Les traces inoffensives d’essais nucléaires effectués il y a plus de 50 ans aident les chercheurs à évaluer les taux d’érosion du sol. En Afrique, 65 % environ des terres agricoles du continent sont touchées par des pertes de couche arable et d’éléments nutritifs du sol causées par l’érosion, selon l’Organisation des Nations Unies pour l'alimentation et l'agriculture (FAO). Le Bénin fait partie des pays sévèrement touchés par l’érosion du sol, qui pose un problème majeur de développement économique, puisque l’agriculture représente environ 35 % du PIB du pays et 80 % de ses recettes d’exportation. Lors d'une étude récente, une technique nucléaire a été utilisée pour évaluer les taux d’érosion du sol et appuyer la préservation des terres.

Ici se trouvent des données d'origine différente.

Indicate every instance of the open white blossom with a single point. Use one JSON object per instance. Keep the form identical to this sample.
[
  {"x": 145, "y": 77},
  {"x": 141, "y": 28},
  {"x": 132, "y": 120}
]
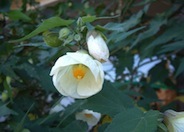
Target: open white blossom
[
  {"x": 174, "y": 121},
  {"x": 97, "y": 46},
  {"x": 77, "y": 75},
  {"x": 92, "y": 118}
]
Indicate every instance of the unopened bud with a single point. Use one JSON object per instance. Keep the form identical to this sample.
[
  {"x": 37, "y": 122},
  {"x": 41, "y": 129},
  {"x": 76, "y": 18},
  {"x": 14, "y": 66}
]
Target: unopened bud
[
  {"x": 97, "y": 46},
  {"x": 174, "y": 121},
  {"x": 51, "y": 39},
  {"x": 64, "y": 33}
]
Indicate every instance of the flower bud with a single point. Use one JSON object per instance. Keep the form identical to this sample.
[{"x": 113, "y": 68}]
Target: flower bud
[
  {"x": 64, "y": 33},
  {"x": 4, "y": 96},
  {"x": 51, "y": 39},
  {"x": 174, "y": 121},
  {"x": 97, "y": 46}
]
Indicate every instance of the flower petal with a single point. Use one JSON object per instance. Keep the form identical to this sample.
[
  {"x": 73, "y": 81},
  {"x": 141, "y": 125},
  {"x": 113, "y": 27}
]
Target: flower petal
[
  {"x": 88, "y": 86},
  {"x": 86, "y": 60},
  {"x": 62, "y": 62}
]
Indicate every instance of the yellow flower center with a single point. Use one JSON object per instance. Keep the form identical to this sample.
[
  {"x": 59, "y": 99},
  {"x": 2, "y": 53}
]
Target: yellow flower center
[
  {"x": 79, "y": 71},
  {"x": 88, "y": 115}
]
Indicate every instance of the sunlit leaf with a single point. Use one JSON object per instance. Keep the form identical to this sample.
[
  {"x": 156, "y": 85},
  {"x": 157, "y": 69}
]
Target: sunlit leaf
[
  {"x": 175, "y": 46},
  {"x": 76, "y": 126},
  {"x": 4, "y": 110},
  {"x": 18, "y": 15},
  {"x": 89, "y": 18},
  {"x": 180, "y": 69},
  {"x": 134, "y": 120},
  {"x": 109, "y": 101},
  {"x": 46, "y": 25}
]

« Les données montrent que plus de 90 % des sols du Bénin présentent un niveau élevé de dégradation », constate Pascal Houngnandan, directeur du laboratoire de microbiologie des sols et d’écologie microbienne au sein de la faculté des sciences agronomiques de l’Université d’Abomey-Calavi, au Bénin. « Dans cette étude, on s'est servi d’instruments et de moyens qui orientent les mesures de préservation et de régénération des terres agricoles, une question particulièrement cruciale puisque toute production agricole dépend du sol. »
La plus grande part des terres cultivables du Bénin est utilisée par de petites exploitations familiales fondées sur le travail manuel et une grande variabilité des cultures. Ces petites parcelles aux limites physiques multiples et irrégulières rendent difficile d’obtenir des résultats représentatifs et fiables par les méthodes classiques de mesure de l’érosion du sol.
Les techniques fondées sur les radionucléides sont nettement mieux adaptées : les radionucléides de césium 137 (137Cs) rejetés dans l’atmosphère par les essais d’armes nucléaires et retombés sur les sols du monde entier au cours des années 1950 et 1960 peuvent être utilisés pour mesurer l’érosion des sols. Si la quantité de césium 137 dans le sol au site étudié est inférieure à celle trouvée dans des zones témoins non touchées par l’érosion, cela signifie que l’érosion y a causé la perte d’une partie du sol. On peut quantifier cette différence, ce qui permet aux scientifiques d’évaluer le taux d’érosion et les conséquences de celle-ci sur la fertilité des sols en mesurant le césium 137.